In partnership with the Faculty of Medical Sciences, UWI, Mona, the Jamaica National (JN) Group, and Jamaica National General Insurance, the NRSC staged an insightful public lecture entitled, “Lessons from the Past, Looking to the Future: Making the Case for Road Safety to be a National Priority”. Research Professors Andrea Gielen and Keshia Pollack detailed the history of road safety in the United States and compared that country’s challenges with Jamaica’s.
According to the NRSC, although there has been a reduction in road fatalities through a combination of improvements in what the researchers termed the three Es — Engineering, Enforcement, and Education — the numbers of fatalities islandwide are still too high. It said that in recognition that no roadway deaths are acceptable, they spoke about “changing the safety culture” in Jamaica, pointing to what they called the ‘Safe Systems Approach’ which led to declines of greater than 50 per cent in crash death rates in Sweden. The ‘Road to Zero’ campaign is a long-term goal that incorporates doubling-down on the measures that have so far proven successful, accelerating advanced technology in automobile and road design, and prioritising safety initiatives that have been identified.

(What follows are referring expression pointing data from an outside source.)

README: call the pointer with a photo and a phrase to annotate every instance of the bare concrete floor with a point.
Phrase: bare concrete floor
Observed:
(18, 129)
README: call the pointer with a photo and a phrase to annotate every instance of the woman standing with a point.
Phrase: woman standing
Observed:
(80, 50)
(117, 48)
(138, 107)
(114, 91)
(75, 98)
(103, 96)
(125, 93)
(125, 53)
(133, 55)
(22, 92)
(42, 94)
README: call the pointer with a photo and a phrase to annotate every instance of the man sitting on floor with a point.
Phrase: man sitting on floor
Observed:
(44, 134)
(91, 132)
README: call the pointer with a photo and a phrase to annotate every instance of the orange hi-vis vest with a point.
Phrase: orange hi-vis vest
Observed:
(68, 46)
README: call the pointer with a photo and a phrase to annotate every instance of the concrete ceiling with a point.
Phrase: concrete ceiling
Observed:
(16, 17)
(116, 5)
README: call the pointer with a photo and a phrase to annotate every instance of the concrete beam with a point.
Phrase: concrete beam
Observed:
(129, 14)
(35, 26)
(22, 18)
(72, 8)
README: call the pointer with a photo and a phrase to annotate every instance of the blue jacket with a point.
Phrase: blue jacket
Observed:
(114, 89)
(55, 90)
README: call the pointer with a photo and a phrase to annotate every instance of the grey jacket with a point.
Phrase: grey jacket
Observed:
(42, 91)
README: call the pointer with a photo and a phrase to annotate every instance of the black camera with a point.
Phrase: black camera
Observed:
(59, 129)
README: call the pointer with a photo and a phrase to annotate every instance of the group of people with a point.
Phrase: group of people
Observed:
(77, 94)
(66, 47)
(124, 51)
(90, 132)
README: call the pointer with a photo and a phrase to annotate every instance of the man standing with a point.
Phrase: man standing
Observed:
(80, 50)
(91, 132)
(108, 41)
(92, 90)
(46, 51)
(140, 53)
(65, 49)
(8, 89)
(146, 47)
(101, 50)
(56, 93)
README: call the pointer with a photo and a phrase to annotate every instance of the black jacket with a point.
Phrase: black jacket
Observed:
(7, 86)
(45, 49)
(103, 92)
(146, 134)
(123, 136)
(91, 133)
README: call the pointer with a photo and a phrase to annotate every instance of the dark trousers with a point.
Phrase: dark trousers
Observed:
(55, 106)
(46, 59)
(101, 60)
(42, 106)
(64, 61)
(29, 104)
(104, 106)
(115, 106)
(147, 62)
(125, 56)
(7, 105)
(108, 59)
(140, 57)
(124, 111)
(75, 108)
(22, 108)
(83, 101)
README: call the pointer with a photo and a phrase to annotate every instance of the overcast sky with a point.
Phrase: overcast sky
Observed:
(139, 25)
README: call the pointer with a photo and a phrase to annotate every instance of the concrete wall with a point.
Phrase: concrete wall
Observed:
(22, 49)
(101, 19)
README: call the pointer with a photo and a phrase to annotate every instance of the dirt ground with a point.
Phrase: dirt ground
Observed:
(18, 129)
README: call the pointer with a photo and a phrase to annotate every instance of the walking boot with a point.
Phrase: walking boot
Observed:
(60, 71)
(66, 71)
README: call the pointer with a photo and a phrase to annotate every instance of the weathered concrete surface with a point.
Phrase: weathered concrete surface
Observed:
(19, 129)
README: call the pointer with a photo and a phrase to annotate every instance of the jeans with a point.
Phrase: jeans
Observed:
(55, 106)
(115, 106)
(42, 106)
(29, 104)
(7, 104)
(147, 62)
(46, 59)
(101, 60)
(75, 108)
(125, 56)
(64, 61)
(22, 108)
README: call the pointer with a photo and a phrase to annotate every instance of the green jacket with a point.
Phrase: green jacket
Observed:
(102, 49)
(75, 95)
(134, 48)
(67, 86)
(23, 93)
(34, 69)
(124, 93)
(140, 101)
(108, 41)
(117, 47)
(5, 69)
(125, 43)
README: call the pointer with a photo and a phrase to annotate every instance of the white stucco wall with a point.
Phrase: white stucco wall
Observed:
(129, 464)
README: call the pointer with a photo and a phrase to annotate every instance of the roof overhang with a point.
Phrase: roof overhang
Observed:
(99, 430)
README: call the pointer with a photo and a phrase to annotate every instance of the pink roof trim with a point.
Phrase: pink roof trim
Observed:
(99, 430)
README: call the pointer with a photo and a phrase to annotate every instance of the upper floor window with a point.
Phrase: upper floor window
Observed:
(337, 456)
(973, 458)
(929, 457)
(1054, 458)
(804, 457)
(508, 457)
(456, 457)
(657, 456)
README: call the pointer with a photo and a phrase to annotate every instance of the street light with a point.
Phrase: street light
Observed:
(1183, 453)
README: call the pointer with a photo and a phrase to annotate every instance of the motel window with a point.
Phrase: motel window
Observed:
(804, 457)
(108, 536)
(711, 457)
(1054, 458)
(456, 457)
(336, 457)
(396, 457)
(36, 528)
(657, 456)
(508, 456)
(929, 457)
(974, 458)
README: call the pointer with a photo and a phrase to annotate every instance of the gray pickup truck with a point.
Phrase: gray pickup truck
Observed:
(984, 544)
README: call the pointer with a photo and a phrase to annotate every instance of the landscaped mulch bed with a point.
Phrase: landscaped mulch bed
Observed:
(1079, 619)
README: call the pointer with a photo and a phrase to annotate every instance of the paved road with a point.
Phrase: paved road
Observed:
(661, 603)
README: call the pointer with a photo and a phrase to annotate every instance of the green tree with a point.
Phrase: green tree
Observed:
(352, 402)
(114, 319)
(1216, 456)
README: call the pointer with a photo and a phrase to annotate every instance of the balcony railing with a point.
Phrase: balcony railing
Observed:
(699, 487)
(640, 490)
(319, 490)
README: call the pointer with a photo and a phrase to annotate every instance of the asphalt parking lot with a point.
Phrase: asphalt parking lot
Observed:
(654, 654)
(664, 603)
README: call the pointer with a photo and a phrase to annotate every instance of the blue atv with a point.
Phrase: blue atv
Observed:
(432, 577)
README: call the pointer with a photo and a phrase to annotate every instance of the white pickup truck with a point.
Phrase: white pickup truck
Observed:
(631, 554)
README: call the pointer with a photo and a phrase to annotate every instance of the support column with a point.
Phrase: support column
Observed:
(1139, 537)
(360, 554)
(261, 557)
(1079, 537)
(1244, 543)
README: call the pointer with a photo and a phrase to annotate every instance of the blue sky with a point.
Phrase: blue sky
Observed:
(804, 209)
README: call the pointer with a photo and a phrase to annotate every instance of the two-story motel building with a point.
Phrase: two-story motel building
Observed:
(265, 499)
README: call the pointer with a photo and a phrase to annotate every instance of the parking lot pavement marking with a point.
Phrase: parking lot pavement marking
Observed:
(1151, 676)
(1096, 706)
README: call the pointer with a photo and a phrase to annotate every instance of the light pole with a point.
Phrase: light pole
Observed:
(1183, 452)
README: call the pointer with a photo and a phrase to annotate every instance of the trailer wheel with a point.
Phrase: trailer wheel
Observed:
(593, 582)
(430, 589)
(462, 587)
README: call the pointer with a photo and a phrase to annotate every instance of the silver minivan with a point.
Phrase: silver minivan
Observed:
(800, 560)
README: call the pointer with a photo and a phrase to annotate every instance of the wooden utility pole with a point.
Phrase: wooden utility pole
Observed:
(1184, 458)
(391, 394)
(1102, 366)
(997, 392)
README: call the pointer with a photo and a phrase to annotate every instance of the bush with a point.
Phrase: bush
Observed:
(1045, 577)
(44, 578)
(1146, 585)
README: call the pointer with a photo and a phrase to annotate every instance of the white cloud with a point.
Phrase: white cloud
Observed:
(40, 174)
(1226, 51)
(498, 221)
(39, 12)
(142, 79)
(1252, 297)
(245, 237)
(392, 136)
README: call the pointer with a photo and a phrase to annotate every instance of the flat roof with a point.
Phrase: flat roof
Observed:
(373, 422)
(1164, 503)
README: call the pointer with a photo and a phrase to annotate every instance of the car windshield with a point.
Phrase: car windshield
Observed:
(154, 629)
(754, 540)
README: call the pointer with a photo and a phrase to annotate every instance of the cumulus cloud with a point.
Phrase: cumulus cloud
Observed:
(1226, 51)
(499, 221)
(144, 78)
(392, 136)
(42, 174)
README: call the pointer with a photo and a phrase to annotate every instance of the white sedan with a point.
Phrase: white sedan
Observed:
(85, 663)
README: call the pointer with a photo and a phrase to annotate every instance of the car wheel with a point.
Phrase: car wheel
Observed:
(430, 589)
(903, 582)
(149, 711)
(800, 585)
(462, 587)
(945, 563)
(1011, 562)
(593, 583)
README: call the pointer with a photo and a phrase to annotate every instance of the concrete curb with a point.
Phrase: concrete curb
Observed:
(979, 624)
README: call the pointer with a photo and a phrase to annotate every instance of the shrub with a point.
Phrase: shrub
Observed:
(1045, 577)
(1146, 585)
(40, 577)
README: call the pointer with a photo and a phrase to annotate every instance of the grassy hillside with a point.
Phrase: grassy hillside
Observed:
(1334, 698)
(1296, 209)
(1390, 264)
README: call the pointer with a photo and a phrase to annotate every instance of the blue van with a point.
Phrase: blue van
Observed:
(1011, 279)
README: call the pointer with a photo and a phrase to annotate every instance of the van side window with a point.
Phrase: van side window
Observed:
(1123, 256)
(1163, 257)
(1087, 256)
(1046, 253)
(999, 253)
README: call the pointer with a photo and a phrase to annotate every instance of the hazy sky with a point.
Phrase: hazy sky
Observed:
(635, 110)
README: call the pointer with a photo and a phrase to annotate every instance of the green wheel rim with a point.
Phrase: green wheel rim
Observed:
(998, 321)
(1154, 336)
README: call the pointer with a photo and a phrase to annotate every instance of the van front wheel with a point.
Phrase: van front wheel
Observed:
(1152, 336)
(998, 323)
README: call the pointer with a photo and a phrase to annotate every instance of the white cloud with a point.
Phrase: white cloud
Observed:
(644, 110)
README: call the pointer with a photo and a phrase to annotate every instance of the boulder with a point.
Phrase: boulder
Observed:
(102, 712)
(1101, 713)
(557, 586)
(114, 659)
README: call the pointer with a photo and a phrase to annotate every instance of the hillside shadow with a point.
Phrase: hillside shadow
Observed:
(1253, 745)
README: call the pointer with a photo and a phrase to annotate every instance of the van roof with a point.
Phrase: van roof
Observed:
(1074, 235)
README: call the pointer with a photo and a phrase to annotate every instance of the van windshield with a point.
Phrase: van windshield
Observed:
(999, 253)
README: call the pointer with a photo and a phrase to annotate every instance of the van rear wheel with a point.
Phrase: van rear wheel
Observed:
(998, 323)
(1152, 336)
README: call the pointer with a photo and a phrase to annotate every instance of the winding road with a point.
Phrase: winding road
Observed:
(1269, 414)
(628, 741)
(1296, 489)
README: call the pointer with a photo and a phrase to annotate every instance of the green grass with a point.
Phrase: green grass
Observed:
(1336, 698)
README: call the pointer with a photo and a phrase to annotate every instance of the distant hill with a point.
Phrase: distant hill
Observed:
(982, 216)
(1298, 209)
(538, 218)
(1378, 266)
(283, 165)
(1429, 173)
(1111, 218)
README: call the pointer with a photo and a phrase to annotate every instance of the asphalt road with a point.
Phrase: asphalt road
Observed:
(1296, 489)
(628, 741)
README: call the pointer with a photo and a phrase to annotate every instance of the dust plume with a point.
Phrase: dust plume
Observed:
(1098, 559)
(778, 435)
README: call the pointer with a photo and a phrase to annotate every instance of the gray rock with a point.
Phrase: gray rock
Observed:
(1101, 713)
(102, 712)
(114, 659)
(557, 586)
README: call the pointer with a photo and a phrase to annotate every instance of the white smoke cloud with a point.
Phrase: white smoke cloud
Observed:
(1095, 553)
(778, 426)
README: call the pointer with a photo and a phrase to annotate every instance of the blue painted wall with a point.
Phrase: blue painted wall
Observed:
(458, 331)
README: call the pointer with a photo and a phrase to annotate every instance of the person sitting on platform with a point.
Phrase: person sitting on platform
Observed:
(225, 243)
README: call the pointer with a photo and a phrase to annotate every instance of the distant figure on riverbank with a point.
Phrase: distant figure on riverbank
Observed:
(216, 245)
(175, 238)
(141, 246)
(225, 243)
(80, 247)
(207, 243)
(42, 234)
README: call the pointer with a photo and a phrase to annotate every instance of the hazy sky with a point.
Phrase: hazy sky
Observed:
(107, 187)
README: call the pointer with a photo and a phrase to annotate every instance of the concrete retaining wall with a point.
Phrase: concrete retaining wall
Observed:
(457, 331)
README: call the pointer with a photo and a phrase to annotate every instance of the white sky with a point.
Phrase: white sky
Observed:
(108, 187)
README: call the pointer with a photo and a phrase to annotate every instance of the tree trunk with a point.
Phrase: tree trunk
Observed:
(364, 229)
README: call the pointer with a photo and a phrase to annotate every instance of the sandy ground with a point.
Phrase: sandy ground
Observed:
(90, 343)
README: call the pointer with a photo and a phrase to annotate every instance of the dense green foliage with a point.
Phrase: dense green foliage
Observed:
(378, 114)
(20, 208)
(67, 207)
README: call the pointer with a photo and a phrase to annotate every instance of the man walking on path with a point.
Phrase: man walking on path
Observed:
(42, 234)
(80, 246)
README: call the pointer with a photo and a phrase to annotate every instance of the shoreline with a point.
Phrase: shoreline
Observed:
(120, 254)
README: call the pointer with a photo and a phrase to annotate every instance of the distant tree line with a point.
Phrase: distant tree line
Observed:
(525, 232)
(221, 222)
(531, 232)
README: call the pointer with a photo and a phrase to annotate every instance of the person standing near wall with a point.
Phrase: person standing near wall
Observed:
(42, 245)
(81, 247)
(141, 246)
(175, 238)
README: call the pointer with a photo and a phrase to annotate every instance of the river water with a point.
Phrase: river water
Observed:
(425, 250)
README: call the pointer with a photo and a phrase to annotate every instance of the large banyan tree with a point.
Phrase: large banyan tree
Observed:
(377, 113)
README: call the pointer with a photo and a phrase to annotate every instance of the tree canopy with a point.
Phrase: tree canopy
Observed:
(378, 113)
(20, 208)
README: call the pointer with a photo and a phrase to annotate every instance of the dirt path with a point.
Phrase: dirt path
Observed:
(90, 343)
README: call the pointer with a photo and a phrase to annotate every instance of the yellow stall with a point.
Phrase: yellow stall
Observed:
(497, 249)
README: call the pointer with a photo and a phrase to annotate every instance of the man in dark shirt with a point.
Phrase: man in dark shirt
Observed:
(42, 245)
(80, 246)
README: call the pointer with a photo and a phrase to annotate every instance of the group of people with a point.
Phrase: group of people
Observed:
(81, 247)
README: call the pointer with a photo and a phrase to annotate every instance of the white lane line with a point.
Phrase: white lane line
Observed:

Hosted by the NRSC, the Johns Hopkins Bloomberg School of Public Health researchers were in the island recently for the lecture and to begin the process of producing a gap analysis (a comparison of actual performance with potential or desired performance) and provide recommendations for programming, policy, and/or research to reduce traffic-related crashes, deaths, and injuries in Jamaica.
“We love to partner with people who want to focus on injury prevention,” said Professor Pollack. “[The NRSC is comprised of] great people with great passion and energy working on what we care so much about, that it’s going to be very useful to reduce motor vehicle crash deaths on the island.”
The study will include a further review of existing data sources and reports provided by the NRSC over a 12-month period. They will identify and summarise the types of crashes, mechanisms of injury, and populations affected; determine priority traffic issues to be addressed; review relevant policies and programmes provided by the NRSC to determine alignment with priorities identified; conduct a literature review on traffic safety evidence relevant to the priority traffic issues, policies, and programmes identified; and ultimately provide a summary report with recommendations for existing and future surveillance, policy, programmes, research and evaluation.
In acknowledging Jamaica’s challenges with corruption and indiscipline on our roads, Professor Pollack said that, “maybe we should be thinking about positive rewards as much as negative consequences”.
Professor Gielen added: “In the workplace we know that positive rewards are more likely to influence the right behaviour than the penalties, but [the rewards] have to be what people value.”
Professor Gielen was hopeful about the short-and long-term goals of the research: “It would be great if we could not only increase knowledge and awareness of safe systems and strategies, but also really walk away with some actionable recommendations to give to all the stakeholders here.” She reiterated, “Zero is possible. One loss of life is too much, and we hope that people will come around to that [concept] on all levels.”